Nach der Gleichschaltung gab es im NS-Staat durchaus noch Zeitungen und Zeitschriften, die versuchten, eine hohe journalistische Qualität und ihre Unabhängigkeit zu bewahren, beispielsweise das Berliner Tageblatt, die Deutsche Allgemeine Zeitung und die Frankfurter Zeitung. Deren Möglichkeiten änderten sich ab 1936, als im Zuge des Vierjahresplans unter anderem mittels Arbeits- und Rohstofflenkung sowie Papierkontingentierung eine Reduzierung der Presseerzeugnisse angestrebt wurde. Insgesamt sank die Anzahl der Zeitungen von 4700 im Jahr 1932 auf 2500 im Jahr 1937 und bis 1944 auf 977.[3] Die einschneidenden Lenkungsmaßnahmen hatten eine einseitige und uniforme Presselandschaft zur Folge.

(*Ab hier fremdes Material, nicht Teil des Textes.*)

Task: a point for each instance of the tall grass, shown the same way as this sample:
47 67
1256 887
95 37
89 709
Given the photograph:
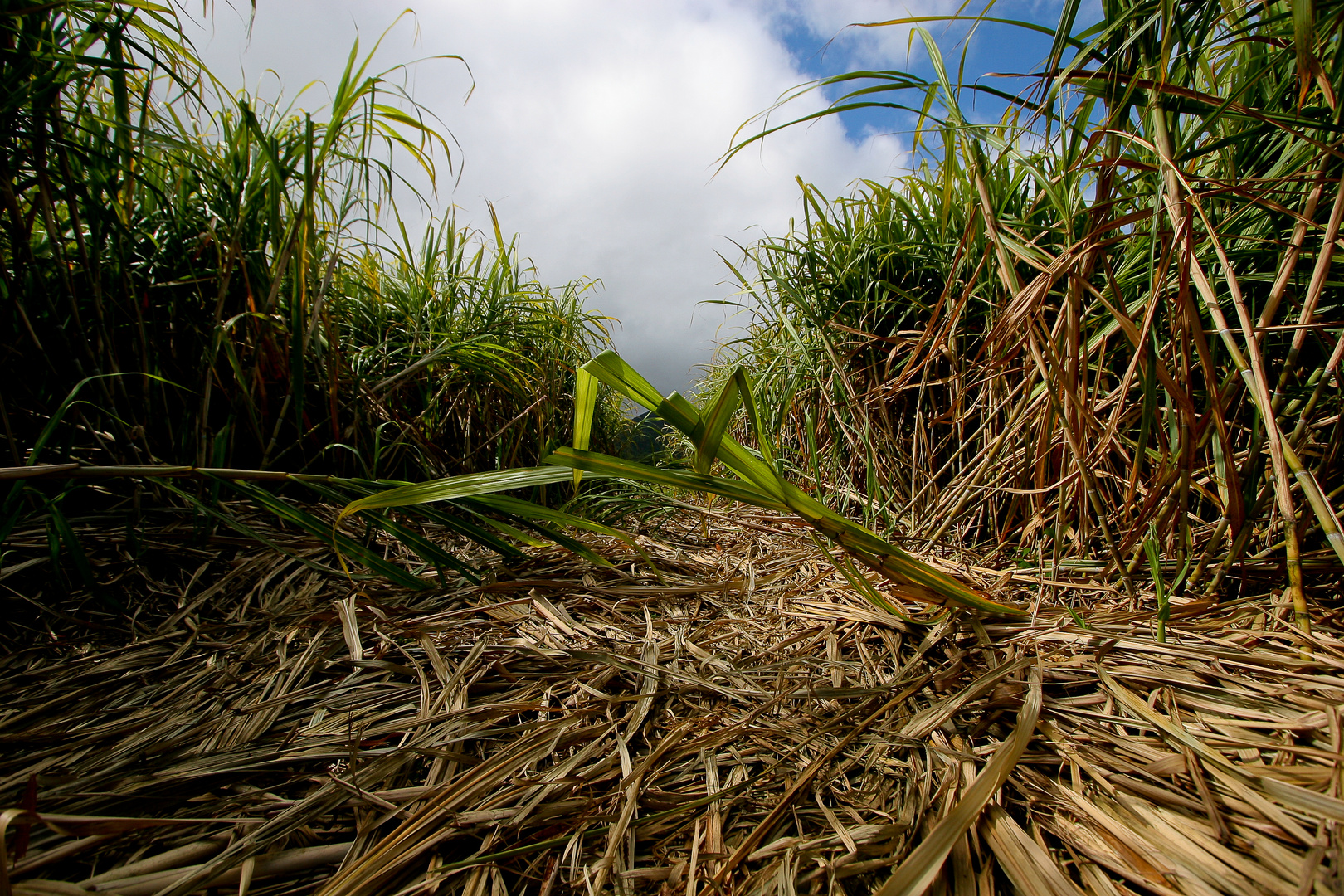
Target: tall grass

Dieser Monotonie wollte Rolf Rienhardt, Stabsleiter im Verwaltungsamt für die NS-Presse und Stellvertreter von Max Amann, entgegentreten. Er entwarf bereits 1937 ein neues Zeitungskonzept, das sich durch journalistischen Anspruch, Weltoffenheit und einen hohen Informationsgrad sowie eine Mischung aus aktueller Tageszeitung und kultureller Monatsschrift auszeichnen sollte. In zwei Denkschriften forderte Rienhardt eine „geistige Vertiefung des Nationalsozialismus“ und kritisierte, dass es nicht möglich sei, „eine gute und lesenswerte Zeitung zu machen, wenn der Journalist in der Eigenarbeit eine Existenzgefahr erblicken müsse“. Er schlug Reformen durch journalistische Freizügigkeiten vor und beschrieb seine Vorstellungen folgendermaßen:

„Die Zeitung soll nicht eine unter vielen Zeitungen, sondern sie soll die führende große politische deutsche Wochenzeitung sein, die das Deutsche Reich für In- und Ausland gleich wirksam und publizistisch repräsentiert.“[4]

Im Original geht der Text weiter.